Are conservative students marginalized?
Rick Santorum’s most recent grievance with the state of American politics is that colleges deliberately create hostile environments for conservative students.
Santorum stated on the ABC’s program This Week that right-leaning students on college campuses must contend “with an ideology that is forced upon people” who do not agree with the more prevalent left.
Is he not advocating a forced ideology by suggesting that colleges need to change in order to be more open to conservatives? Does that not tamper with the natural status quo at colleges nationwide?
It is hard to argue that conservatives are not underrepresented among college students — particularly social conservatives. According to a fall 2011 survey conducted by the Higher Education Research Institute at UCLA, 27.6 percent of incoming freshman described themselves as “liberal” while 20.7 percent identified as “conservative.”
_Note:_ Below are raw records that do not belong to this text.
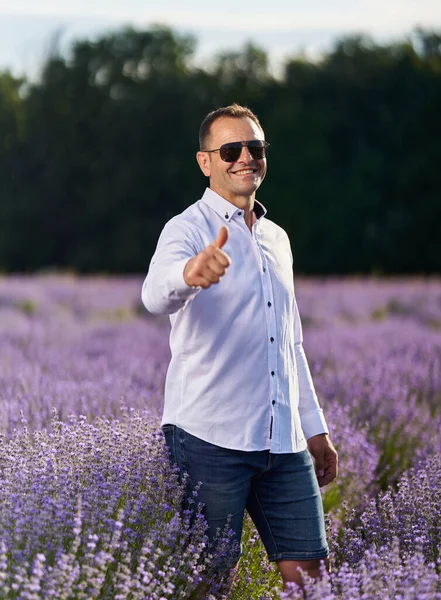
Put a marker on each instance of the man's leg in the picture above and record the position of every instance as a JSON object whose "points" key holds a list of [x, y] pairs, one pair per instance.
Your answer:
{"points": [[286, 507], [225, 477], [290, 570]]}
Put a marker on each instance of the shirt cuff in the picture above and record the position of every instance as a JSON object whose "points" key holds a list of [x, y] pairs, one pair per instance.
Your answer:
{"points": [[313, 423]]}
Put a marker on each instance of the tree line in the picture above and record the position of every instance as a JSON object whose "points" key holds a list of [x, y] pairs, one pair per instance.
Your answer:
{"points": [[99, 153]]}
Conservative college students might be outnumbered, but they are not marginalized. Is there going to be more liberal sentiment expressed on college campuses? Yes. But the same goes for conservative opinion in a Baptist parish: Given the background and sentiments of the people who comprise that particular community, one would expect the liberal voice to be far less prominent.
And just as Baptist parish members aren’t tripping over one another to embrace the liberal point of view, liberal college students should not be expected to specifically cater to the needs of their conservative peers. We’re all adults here; simply as a function of numbers, the conservatives among us might have a harder time finding political allies, but no one needs to take special care of them.
Moreover, to argue that conservative college students are not allowed to express their opinions or are treated contemptuously by the rest of the student body is to ignore the strong evidence of conservative student input at institutions across the country.
The only time when conservatives might be marginalized at USC and other colleges is when their principles lead them to a behavior directly at odds with the school’s mission or policies. For example, a staunch social conservative would probably not be permitted to start a USC anti-LGBT club, because discrimination based on sexual orientation is not tolerated on our campus.
In cases such as these, conservatives can raise no complaint. Their enrollment at college implies an agreement to adhere to university policy, even where it might deviate from one’s personal political views.
No person or entity is currently tampering with the political equilibrium at American colleges — and that’s exactly how it should be. Conservatives are just as welcome to express their opinions as liberals, and they do not need special privileges just because they represent the minority view.
Francesca Bessey is a freshman majoring in narrative studies.